Building brands through trust

Tom Wallis, Chief Customer Officer 

Building a great brand today is harder than it’s ever been, and more important than ever. 

Over the past few years, my role has evolved from leading marketing into overseeing the full customer experience at Compare the Market, from brand and performance marketing through to social and content. What that’s reinforced for me is a simple truth: you don’t build a brand in one department anymore, you build it at every customer touchpoint. 

For me, building a brand in 2026 is about a number of things: 

Consistency across the entire customer journey: Brand is not just what you say in your advertising, or how entertaining your adverts are, it’s what customers experience when they land on your site, speak to your support teams, or try to resolve an issue. 

At Compare the Market, we’ve seen that the biggest gains come when brand, performance marketing, content, and social are aligned around a single customer outcome. Campaigns like Me Time work not just because of the creative, but because the experience that follows delivers on that promise. 

Balancing data with instinct: Marketing has never been more measurable. But not everything that matters is immediately visible in the data. Some of the most effective decisions, whether in brand platform development or creative direction, still require both judgement and experience. The challenge for modern leaders is knowing when to lean into the data, and when to back your instinct. It’s about finding the balance between magic and logic. 

Investing in long-term brand while navigating short-term pressure: Performance marketing and SEO are increasingly complex, particularly with the arrival of LLMs and the evolution of search. That can make it tempting to focus purely on short-term returns, but the brands that win are the ones that continue to invest in long-term distinctiveness and trust. Strong brand makes every other channel work harder, from paid search to conversion. 
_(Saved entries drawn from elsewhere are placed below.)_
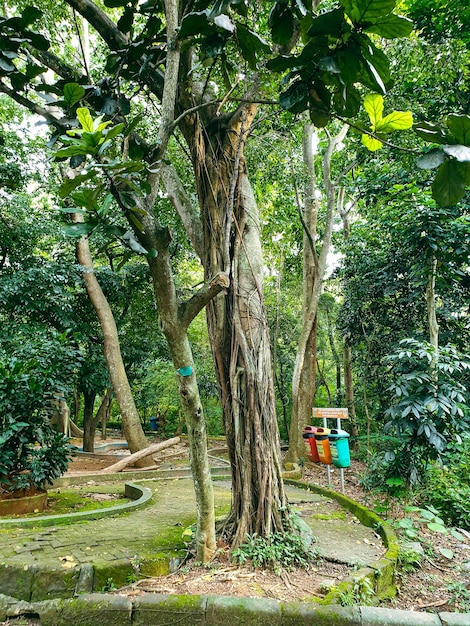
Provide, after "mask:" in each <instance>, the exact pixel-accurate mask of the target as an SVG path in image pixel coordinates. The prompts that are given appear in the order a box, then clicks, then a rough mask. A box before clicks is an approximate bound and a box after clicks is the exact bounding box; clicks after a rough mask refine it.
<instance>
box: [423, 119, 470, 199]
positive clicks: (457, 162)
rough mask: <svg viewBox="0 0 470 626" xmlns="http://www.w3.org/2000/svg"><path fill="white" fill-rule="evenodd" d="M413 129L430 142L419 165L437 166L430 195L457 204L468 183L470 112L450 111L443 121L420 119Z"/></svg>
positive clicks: (469, 135) (429, 166)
Embracing complexity, staying customer focused: The best teams are the ones that can simplify complexity for the customer. That means clear communication, joined-up journeys, and a relentless focus on making things simpler. 

Building teams that challenge and complement you: Marketing today spans everything from creative and brand to data science and digital performance. No one leader can be an expert in all of it. The best results come from building teams with deep expertise and creating an environment where those perspectives are heard and challenged constructively. I’ve been lucky enough to lead several teams like that, including the one I have here at Compare the Market. 

Ultimately, great brands aren’t built through campaigns alone. They’re built through consistent delivery, clear positioning, and thousands of small interactions that add up to trust over time. In a market where customers have more choice than ever, that trust is what makes the difference.